1
votes

Now that Google has announced availability of Cloud SQL storage for app engine, what will be the best way to migrate existing data from BigTable/GAE Datastore to MySQL?

To respond to the excellent questions brought up by Peter:

  • In my particular scenario, I kept my data model very relational.
  • I am fine with taking my site down for a few hours to make the transition, or at least warning people that any changes they make for the next few hours will be lost due to database maintenance, etc.
  • My data set is not very large - the main dashboard for my app says .67gb, and the datastore statistics page says it's more like 200mb.
  • I am using python.
  • I am not using the blobstore (although I think that is a separate question from a pure datastore migration - one could migrate datastore usage to MySql while maintaining the blobstore).
  • I would be fine with paying a reasonable amount (say, less than $100).
  • I believe my application is Master/Slave - it was created during the preview period of App Engine. I can't seem to find an easy way to verify that though.

It seems like the bulk uploader should be able to be used to download the data into a text format that could then be loaded with mysqlimport, but I don't have any experience with either technology. Also, it appears that Cloud SQL only supports importing mysqldumps, so I would have to install MqSQL locally, mysqlimport the data, then dump it, then import the dump?

An example of my current model code, in case it's required:

class OilPatternCategory(db.Model):
    version = db.IntegerProperty(default=1)
    user = db.UserProperty()
    name = db.StringProperty(required=True)
    default = db.BooleanProperty(default=False)

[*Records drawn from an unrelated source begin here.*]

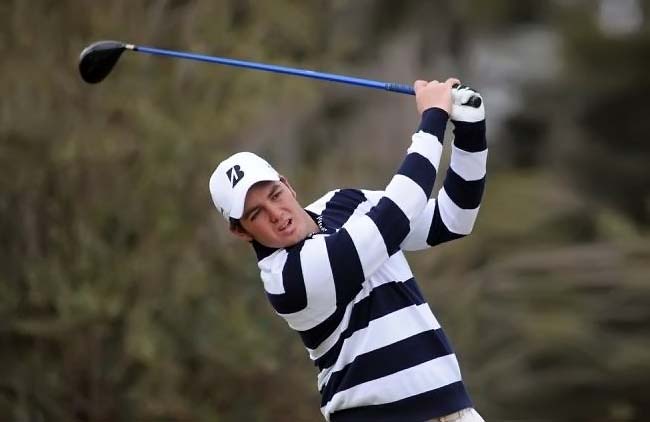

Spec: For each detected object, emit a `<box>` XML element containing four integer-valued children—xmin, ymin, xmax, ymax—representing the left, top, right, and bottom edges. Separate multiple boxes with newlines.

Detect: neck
<box><xmin>303</xmin><ymin>210</ymin><xmax>320</xmax><ymax>236</ymax></box>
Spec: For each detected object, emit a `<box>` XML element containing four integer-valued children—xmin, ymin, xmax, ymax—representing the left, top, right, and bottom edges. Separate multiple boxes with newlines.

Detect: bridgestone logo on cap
<box><xmin>226</xmin><ymin>165</ymin><xmax>244</xmax><ymax>188</ymax></box>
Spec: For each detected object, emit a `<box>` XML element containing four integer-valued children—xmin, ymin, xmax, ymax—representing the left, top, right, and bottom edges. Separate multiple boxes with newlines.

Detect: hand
<box><xmin>413</xmin><ymin>78</ymin><xmax>460</xmax><ymax>114</ymax></box>
<box><xmin>451</xmin><ymin>83</ymin><xmax>485</xmax><ymax>122</ymax></box>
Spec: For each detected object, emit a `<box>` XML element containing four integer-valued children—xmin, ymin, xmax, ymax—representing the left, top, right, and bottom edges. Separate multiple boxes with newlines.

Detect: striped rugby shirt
<box><xmin>253</xmin><ymin>108</ymin><xmax>487</xmax><ymax>422</ymax></box>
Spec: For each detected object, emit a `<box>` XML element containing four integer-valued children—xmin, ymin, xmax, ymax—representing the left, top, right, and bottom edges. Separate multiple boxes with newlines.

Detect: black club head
<box><xmin>79</xmin><ymin>41</ymin><xmax>126</xmax><ymax>84</ymax></box>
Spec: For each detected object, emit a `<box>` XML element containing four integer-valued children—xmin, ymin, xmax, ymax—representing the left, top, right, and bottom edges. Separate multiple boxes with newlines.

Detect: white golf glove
<box><xmin>451</xmin><ymin>85</ymin><xmax>485</xmax><ymax>123</ymax></box>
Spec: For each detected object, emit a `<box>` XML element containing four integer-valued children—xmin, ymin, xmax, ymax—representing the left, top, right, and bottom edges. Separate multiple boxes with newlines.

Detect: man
<box><xmin>210</xmin><ymin>78</ymin><xmax>487</xmax><ymax>422</ymax></box>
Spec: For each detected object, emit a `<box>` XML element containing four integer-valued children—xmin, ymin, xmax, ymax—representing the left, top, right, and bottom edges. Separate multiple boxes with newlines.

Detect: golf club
<box><xmin>79</xmin><ymin>41</ymin><xmax>481</xmax><ymax>107</ymax></box>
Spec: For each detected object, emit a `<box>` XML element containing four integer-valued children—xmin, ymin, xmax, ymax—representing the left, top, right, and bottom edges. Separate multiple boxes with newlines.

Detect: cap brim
<box><xmin>230</xmin><ymin>168</ymin><xmax>280</xmax><ymax>220</ymax></box>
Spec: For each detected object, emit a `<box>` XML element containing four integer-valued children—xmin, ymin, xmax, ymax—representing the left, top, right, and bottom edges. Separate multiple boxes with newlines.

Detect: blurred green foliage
<box><xmin>0</xmin><ymin>0</ymin><xmax>650</xmax><ymax>422</ymax></box>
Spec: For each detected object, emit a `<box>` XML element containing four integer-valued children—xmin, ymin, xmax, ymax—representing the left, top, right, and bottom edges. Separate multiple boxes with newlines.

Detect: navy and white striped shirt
<box><xmin>255</xmin><ymin>108</ymin><xmax>487</xmax><ymax>422</ymax></box>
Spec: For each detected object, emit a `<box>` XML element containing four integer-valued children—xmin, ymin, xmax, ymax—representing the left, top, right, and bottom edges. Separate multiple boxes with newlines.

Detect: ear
<box><xmin>230</xmin><ymin>224</ymin><xmax>253</xmax><ymax>242</ymax></box>
<box><xmin>280</xmin><ymin>175</ymin><xmax>296</xmax><ymax>198</ymax></box>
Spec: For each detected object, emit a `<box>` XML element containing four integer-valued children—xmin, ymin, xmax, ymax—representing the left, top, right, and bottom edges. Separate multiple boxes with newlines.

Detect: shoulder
<box><xmin>305</xmin><ymin>188</ymin><xmax>384</xmax><ymax>214</ymax></box>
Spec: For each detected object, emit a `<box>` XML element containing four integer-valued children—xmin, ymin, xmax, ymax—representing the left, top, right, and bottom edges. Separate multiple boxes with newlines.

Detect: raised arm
<box><xmin>260</xmin><ymin>79</ymin><xmax>455</xmax><ymax>330</ymax></box>
<box><xmin>402</xmin><ymin>86</ymin><xmax>487</xmax><ymax>250</ymax></box>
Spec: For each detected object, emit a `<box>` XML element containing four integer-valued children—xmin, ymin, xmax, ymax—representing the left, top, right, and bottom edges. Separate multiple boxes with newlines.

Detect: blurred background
<box><xmin>0</xmin><ymin>0</ymin><xmax>650</xmax><ymax>422</ymax></box>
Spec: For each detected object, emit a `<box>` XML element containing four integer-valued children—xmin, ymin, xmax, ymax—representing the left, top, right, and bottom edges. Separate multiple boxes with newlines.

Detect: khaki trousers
<box><xmin>428</xmin><ymin>407</ymin><xmax>485</xmax><ymax>422</ymax></box>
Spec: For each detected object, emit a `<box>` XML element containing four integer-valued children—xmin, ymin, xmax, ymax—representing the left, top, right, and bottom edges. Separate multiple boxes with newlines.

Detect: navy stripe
<box><xmin>251</xmin><ymin>240</ymin><xmax>278</xmax><ymax>262</ymax></box>
<box><xmin>322</xmin><ymin>189</ymin><xmax>366</xmax><ymax>230</ymax></box>
<box><xmin>444</xmin><ymin>167</ymin><xmax>485</xmax><ymax>210</ymax></box>
<box><xmin>314</xmin><ymin>278</ymin><xmax>425</xmax><ymax>370</ymax></box>
<box><xmin>298</xmin><ymin>305</ymin><xmax>346</xmax><ymax>349</ymax></box>
<box><xmin>325</xmin><ymin>229</ymin><xmax>365</xmax><ymax>306</ymax></box>
<box><xmin>266</xmin><ymin>240</ymin><xmax>307</xmax><ymax>314</ymax></box>
<box><xmin>330</xmin><ymin>381</ymin><xmax>473</xmax><ymax>422</ymax></box>
<box><xmin>418</xmin><ymin>107</ymin><xmax>449</xmax><ymax>144</ymax></box>
<box><xmin>367</xmin><ymin>196</ymin><xmax>411</xmax><ymax>255</ymax></box>
<box><xmin>321</xmin><ymin>329</ymin><xmax>453</xmax><ymax>407</ymax></box>
<box><xmin>397</xmin><ymin>153</ymin><xmax>436</xmax><ymax>198</ymax></box>
<box><xmin>427</xmin><ymin>202</ymin><xmax>465</xmax><ymax>246</ymax></box>
<box><xmin>454</xmin><ymin>120</ymin><xmax>487</xmax><ymax>152</ymax></box>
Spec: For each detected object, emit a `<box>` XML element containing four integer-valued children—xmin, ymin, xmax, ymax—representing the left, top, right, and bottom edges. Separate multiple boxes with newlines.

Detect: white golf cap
<box><xmin>210</xmin><ymin>152</ymin><xmax>280</xmax><ymax>220</ymax></box>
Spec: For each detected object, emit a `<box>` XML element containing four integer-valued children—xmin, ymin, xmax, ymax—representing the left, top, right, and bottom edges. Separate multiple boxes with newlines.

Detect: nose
<box><xmin>267</xmin><ymin>206</ymin><xmax>282</xmax><ymax>223</ymax></box>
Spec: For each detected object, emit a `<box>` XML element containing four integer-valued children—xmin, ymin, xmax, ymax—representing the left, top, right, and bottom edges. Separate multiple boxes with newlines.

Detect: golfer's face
<box><xmin>240</xmin><ymin>181</ymin><xmax>309</xmax><ymax>248</ymax></box>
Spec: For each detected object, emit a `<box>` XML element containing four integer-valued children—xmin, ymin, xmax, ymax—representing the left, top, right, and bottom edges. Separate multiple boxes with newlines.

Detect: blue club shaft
<box><xmin>126</xmin><ymin>44</ymin><xmax>415</xmax><ymax>95</ymax></box>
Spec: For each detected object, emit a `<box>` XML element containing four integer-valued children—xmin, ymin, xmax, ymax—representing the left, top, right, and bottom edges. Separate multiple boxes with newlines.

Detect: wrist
<box><xmin>418</xmin><ymin>107</ymin><xmax>449</xmax><ymax>143</ymax></box>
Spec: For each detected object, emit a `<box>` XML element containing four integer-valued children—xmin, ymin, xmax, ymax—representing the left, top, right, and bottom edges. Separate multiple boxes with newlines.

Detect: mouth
<box><xmin>278</xmin><ymin>218</ymin><xmax>293</xmax><ymax>233</ymax></box>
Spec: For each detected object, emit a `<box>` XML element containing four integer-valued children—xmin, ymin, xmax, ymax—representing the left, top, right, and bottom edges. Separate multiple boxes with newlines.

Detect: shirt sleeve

class OilPattern(db.Model):
    version = db.IntegerProperty(default=2)
    user = db.UserProperty()
    name = db.StringProperty(required=True)
    length = db.IntegerProperty()
    description = db.TextProperty()
    sport = db.BooleanProperty(default=False)
    default = db.BooleanProperty(default=False)
    retired = db.BooleanProperty(default=False)
    category = db.CategoryProperty()

class League(db.Model):
    version = db.IntegerProperty(default=1)
    user = db.UserProperty(required=True)
    name = db.StringProperty(required=True)
    center = db.ReferenceProperty(Center)
    pattern = db.ReferenceProperty(OilPattern)
    public = db.BooleanProperty(default=True)
    notes = db.TextProperty()

class Tournament(db.Model):
    version = db.IntegerProperty(default=1)
    user = db.UserProperty(required=True)
    name = db.StringProperty(required=True)
    center = db.ReferenceProperty(Center)
    pattern = db.ReferenceProperty(OilPattern)
    public = db.BooleanProperty(default=True)
    notes = db.TextProperty()

class Series(db.Model):
    version = db.IntegerProperty(default=3)
    created = db.DateTimeProperty(auto_now_add=True)
    user = db.UserProperty(required=True)
    date = db.DateProperty()
    name = db.StringProperty()
    center = db.ReferenceProperty(Center)
    pattern = db.ReferenceProperty(OilPattern)
    league = db.ReferenceProperty(League)
    tournament = db.ReferenceProperty(Tournament)
    public = db.BooleanProperty(default=True)
    notes = db.TextProperty()
    allow_comments = db.BooleanProperty(default=True)
    complete = db.BooleanProperty(default=False)
    score = db.IntegerProperty(default=0)

class Game(db.Model):
    version = db.IntegerProperty(default=5)
    user = db.UserProperty(required=True)
    series = db.ReferenceProperty(Series)
    score = db.IntegerProperty()
    game_number = db.IntegerProperty()
    pair = db.StringProperty()
    notes = db.TextProperty()
    entry_mode = db.StringProperty(choices=entry_modes, default=default_entry_mode)
1
this is a pretty wide open question, and possibly a bit premature. For example, all these factors might affect the answer - how much data do you have? do you need to keep your app live while migrating? Do you need to transform the data to make it fit a relational model rather than a entity model? are you using python or java? are you using the blobstore? are you willing to pay to do it quickly or do you want to throttle it so it happens within your free quota? have you already switched to the HRD?Peter Recore
Do you even have access to the limited preview? (if not, you might want to hold off until people have actually used the service, as you'll get better information then.)Peter Recore
@Peter that's a useful checklistsystempuntoout
@Peter I provided more specifics for my situation. I signed up for the limited preview - I haven't been granted access, but at some point I will want to do this.Chris Marasti-Georg
@PeterRecore I now have access to the limited preview.Chris Marasti-Georg

1 Answers

1
votes

Have you considered using the Map Reduce framework? You could write mappers that store the datastore entities in CloudSQL. Do not forget to add a column for the datastore key, this might help you avoiding duplicate rows or identifying missing rows.

You might have a look at https://github.com/hudora/gaetk_replication for an inspiration on the mapper functions.